By Sanjeev Sharma
New Delhi, Feb 2 (IANS): Measures to boost private consumption are limited in the Union Budget. Personal income tax related measures such as tax cuts, hike in standard deduction, and higher MGNREGA spending would have made an immediate positive impact on consumption, Morningstar Investment Adviser India said in a report.
The government continues to focus on boosting capex to support economic growth. This should also help to crowd-in private capex which is lagging.
Equity markets reacted positively to the budget as sectors such as capital goods, steel, cement and healthcare are expected to gain from the measures announced. Thrust on capital expenditure led by government, improving export attractiveness, low cost of credit, expectations of increased consumer spending, and housing market recovery with improving affordability levels are expected to support high corporate earnings growth (20-24 per cent) expectations for FY2022-24. Much of this would be dependent on the revival of private consumption which continues to remain sluggish.
After hitting lows in March 2020 at the onset of the pandemic, markets witnessed a strong recovery largely driven by cyclical sectors, making valuations look stretched, particularly for mid and small-cap equities, the report said.
However, markets have witnessed some correction recently on concerns over faster tightening by the US Fed to combat a surge in inflation amid persistent supply-chain disruptions.
Our valuation implied return estimates for markets and asset classes, when compared to its long term or fair return, helps us decide whether the market/asset class is attractively priced.
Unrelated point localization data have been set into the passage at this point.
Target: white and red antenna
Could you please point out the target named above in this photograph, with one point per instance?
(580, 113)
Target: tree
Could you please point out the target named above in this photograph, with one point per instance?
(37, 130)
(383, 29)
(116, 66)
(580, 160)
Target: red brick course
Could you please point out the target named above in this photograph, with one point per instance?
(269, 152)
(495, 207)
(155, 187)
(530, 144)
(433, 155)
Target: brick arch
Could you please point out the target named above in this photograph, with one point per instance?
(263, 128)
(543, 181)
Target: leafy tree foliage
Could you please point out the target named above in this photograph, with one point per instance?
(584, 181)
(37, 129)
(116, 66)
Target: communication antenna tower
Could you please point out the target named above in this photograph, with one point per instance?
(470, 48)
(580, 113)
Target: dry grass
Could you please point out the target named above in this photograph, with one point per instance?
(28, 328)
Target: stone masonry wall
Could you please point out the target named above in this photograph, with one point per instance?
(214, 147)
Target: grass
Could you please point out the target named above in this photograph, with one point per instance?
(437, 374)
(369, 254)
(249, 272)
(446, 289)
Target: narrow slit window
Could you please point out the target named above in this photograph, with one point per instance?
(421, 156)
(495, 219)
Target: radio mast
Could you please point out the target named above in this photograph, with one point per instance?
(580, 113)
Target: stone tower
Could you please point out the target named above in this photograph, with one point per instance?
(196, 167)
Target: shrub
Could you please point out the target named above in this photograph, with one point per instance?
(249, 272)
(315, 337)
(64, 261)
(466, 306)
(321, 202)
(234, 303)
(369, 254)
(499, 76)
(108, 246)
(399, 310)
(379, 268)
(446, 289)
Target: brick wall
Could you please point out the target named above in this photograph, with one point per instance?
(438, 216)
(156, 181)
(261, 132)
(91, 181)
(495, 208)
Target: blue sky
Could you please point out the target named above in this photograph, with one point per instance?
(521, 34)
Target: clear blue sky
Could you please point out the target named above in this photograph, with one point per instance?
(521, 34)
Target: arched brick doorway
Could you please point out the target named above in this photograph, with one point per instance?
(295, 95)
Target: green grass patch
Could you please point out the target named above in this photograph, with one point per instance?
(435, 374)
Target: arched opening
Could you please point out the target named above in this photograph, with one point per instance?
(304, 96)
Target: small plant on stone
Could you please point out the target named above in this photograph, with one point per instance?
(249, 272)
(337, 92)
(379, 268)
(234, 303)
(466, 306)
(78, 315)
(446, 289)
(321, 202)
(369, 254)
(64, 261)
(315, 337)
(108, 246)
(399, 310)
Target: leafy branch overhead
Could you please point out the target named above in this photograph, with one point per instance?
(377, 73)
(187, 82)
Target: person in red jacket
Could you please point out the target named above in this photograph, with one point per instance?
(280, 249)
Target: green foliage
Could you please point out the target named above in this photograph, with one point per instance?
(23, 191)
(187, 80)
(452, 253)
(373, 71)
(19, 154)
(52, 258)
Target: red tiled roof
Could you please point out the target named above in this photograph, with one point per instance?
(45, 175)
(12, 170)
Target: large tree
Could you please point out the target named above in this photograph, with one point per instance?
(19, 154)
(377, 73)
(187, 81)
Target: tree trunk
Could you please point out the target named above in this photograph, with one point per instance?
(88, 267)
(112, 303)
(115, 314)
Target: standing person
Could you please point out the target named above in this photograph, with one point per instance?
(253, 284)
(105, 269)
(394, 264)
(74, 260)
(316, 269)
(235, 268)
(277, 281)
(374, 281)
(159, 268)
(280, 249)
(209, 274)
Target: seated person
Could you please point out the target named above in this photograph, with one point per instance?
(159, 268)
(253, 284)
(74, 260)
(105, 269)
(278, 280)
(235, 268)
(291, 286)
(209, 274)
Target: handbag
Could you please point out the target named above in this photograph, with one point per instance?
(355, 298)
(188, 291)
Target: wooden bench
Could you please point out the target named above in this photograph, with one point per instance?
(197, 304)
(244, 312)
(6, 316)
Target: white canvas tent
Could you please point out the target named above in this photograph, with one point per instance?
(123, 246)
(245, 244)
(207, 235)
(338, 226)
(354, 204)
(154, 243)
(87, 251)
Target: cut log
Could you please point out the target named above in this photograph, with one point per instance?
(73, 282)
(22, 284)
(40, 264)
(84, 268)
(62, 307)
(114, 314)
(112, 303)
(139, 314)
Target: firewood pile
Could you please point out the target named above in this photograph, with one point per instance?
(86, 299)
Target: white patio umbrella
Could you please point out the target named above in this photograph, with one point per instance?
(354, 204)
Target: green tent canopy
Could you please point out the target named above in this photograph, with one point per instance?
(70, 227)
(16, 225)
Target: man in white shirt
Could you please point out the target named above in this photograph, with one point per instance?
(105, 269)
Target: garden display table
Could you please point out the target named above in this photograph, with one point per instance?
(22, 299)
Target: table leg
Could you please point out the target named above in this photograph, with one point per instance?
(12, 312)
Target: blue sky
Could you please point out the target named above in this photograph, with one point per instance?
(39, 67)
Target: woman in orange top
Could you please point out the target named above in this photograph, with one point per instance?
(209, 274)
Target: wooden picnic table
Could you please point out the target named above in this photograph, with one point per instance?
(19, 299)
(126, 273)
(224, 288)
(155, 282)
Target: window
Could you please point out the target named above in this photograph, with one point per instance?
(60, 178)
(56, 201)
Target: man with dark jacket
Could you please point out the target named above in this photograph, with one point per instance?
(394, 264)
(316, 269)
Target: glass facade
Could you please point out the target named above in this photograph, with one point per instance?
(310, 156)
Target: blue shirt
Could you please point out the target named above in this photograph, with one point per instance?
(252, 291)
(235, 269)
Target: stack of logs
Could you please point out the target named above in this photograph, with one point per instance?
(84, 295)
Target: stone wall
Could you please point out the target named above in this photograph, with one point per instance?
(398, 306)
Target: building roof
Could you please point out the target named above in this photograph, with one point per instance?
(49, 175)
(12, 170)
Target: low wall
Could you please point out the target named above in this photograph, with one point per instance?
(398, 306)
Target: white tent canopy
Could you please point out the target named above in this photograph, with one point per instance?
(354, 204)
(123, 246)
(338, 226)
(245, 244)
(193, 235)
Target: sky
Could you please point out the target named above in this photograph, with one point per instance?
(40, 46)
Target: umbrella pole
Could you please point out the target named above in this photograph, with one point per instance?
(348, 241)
At the current juncture, we continue to favor domestic large cap equities over mid and small cap equities, where we are slightly underweight as compared to our neutral/benchmark allocation, it said.
The revised Fiscal Deficit in the current year is estimated at 6.85 per cent of GDP as against BE of 6.8 per cent. The Fiscal Deficit in FY23 is estimated at 6.44 per cent of the GDP. Higher than expected government's net market borrowing programme for FY23 at Rs 11.69 lakh crore vs Rs 8.76 lakh crore for FY22 has negatively impacted G-sec yields. The RBI may need to re-introduce measures such as OMO purchases, etc, to manage yields. In the near term, the 10-year benchmark G-sec yield may continue to trade at elevated levels in absence of any intervention by the RBI.